7. Uitvoerbaarheid en handhaafbaarheid
Omdat het alleen gaat om uitwerking van de voorschriften uit het Bouwbesluit 2012
is voor deze ontwerpregeling geen onderzoek uitgevoerd naar de handhaafbaarheid, uitvoerbaarheid
en fraudebestendigheid (HUF-toets).
II Artikelsgewijs
Artikel I
Onderdeel A
De begrippen conformiteitscertificaat, conformiteitsverklaring, Europese goedkeuringsrichtlijn,
Europese technische goedkeuring, geharmoniseerde norm en prestatieverklaring zijn
vervallen. De eerste vier begrippen zijn vervallen omdat zij na de volledige inwerkingtreding
van de verordening bouwproducten geen rol meer spelen in de nationale regelgeving.

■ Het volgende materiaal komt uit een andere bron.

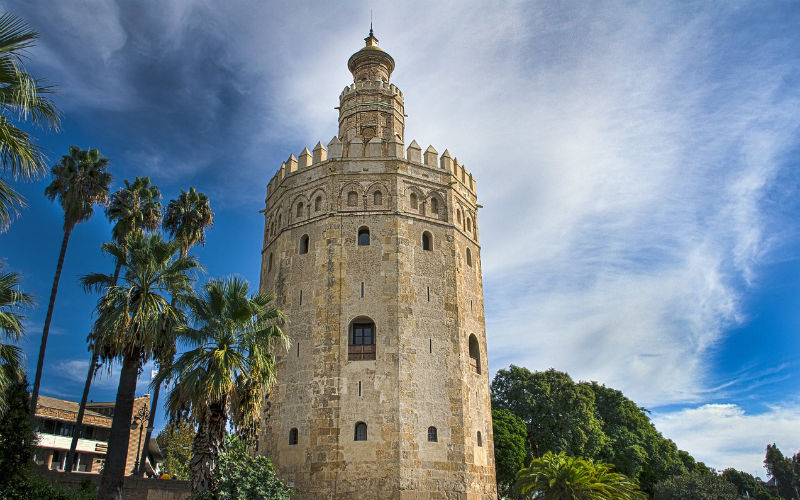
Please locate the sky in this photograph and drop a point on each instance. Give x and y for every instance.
(637, 163)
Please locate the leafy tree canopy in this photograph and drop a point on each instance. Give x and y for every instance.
(509, 448)
(589, 420)
(175, 442)
(696, 486)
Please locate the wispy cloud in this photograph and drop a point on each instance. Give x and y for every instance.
(724, 435)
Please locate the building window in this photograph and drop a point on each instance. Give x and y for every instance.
(427, 241)
(474, 354)
(363, 236)
(361, 345)
(360, 433)
(304, 244)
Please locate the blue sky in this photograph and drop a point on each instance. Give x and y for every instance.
(638, 165)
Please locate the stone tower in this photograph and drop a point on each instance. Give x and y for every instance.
(371, 250)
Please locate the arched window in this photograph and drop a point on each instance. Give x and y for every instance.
(304, 244)
(360, 433)
(427, 241)
(474, 353)
(363, 236)
(361, 344)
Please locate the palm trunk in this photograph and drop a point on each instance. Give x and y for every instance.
(46, 331)
(78, 433)
(116, 457)
(207, 446)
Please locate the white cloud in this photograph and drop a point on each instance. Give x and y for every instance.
(724, 435)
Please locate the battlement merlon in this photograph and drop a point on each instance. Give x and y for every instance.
(376, 148)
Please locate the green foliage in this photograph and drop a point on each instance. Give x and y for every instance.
(175, 442)
(28, 98)
(509, 448)
(785, 471)
(561, 477)
(240, 476)
(748, 486)
(588, 420)
(16, 431)
(695, 486)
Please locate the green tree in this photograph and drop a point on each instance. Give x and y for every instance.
(129, 326)
(559, 413)
(22, 97)
(175, 442)
(240, 476)
(509, 448)
(134, 208)
(226, 373)
(79, 182)
(186, 221)
(695, 486)
(748, 486)
(12, 303)
(16, 431)
(785, 471)
(562, 477)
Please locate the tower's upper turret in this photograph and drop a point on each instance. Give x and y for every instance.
(371, 63)
(371, 107)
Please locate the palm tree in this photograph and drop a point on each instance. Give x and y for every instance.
(561, 477)
(12, 302)
(129, 327)
(186, 221)
(134, 208)
(228, 370)
(80, 181)
(23, 96)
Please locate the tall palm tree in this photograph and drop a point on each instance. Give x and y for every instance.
(186, 221)
(129, 323)
(21, 96)
(12, 303)
(79, 182)
(134, 208)
(228, 370)
(561, 477)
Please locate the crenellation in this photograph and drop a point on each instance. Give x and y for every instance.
(304, 160)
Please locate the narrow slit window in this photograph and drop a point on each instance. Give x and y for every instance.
(360, 432)
(363, 236)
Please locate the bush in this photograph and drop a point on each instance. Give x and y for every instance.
(240, 476)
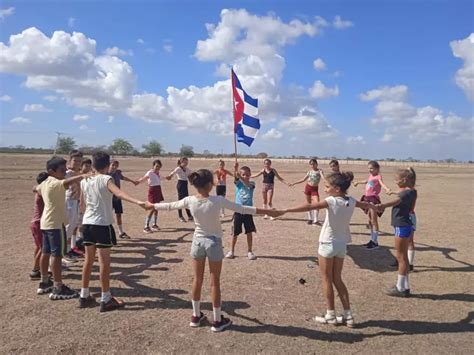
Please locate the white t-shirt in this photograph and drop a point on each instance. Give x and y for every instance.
(206, 212)
(181, 173)
(153, 178)
(98, 200)
(338, 217)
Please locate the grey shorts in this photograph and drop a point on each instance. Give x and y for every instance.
(210, 247)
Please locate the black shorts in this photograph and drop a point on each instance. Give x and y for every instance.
(99, 236)
(221, 190)
(54, 241)
(246, 220)
(117, 205)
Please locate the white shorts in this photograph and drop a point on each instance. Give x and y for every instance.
(332, 249)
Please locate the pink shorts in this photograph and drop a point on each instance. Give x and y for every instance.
(36, 233)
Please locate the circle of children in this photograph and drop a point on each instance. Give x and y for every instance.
(79, 197)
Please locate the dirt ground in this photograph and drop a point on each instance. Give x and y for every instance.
(269, 308)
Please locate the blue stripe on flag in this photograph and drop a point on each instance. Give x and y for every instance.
(251, 121)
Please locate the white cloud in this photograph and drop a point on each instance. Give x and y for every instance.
(341, 24)
(464, 49)
(20, 120)
(356, 140)
(272, 134)
(69, 66)
(320, 91)
(417, 125)
(35, 108)
(4, 13)
(319, 64)
(81, 117)
(115, 51)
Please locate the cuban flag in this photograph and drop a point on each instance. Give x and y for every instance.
(246, 123)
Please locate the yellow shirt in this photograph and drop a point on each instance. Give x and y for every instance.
(54, 214)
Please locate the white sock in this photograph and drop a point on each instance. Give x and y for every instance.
(411, 256)
(401, 282)
(106, 297)
(374, 235)
(196, 308)
(217, 314)
(85, 292)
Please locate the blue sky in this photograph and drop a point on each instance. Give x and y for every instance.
(397, 78)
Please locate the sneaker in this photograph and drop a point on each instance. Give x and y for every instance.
(63, 293)
(124, 236)
(196, 321)
(372, 245)
(251, 256)
(394, 292)
(111, 305)
(220, 326)
(45, 287)
(87, 302)
(35, 275)
(326, 319)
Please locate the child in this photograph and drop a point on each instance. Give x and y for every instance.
(372, 191)
(117, 175)
(53, 192)
(311, 189)
(72, 205)
(155, 195)
(402, 206)
(268, 184)
(221, 175)
(244, 189)
(96, 201)
(207, 241)
(334, 165)
(333, 239)
(182, 172)
(36, 229)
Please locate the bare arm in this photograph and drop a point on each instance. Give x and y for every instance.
(308, 207)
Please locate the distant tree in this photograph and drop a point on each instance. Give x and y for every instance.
(120, 146)
(186, 151)
(65, 145)
(153, 148)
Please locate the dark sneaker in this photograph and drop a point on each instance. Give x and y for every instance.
(196, 321)
(394, 292)
(113, 304)
(87, 302)
(45, 287)
(63, 293)
(220, 326)
(372, 245)
(124, 236)
(35, 275)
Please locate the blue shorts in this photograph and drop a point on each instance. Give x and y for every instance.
(404, 231)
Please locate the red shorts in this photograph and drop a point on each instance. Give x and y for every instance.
(37, 235)
(154, 194)
(310, 190)
(371, 199)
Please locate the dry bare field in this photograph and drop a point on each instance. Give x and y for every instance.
(270, 310)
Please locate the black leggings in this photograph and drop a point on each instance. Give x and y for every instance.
(182, 188)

De begrippen geharmoniseerde norm en prestatieverklaring zijn hier vervallen omdat
deze begrippen nu in het Bouwbesluit 2012 zijn gedefinieerd.
Onderdeel B
Het oorspronkelijke artikel 1.3 is overbodig geworden als gevolg van de rechtstreekse
werking van de verordening bouwproducten. In artikel 4 van de verordening is namelijk
de verhouding tussen geharmoniseerde normen, Europese technische beoordelingen en
prestatieverklaringen beschreven. Voor een verdere toelichting op het systeem wordt
verwezen naar de brochure ‘CE-markering op bouwproducten’ in het dossier ‘bouwproducten’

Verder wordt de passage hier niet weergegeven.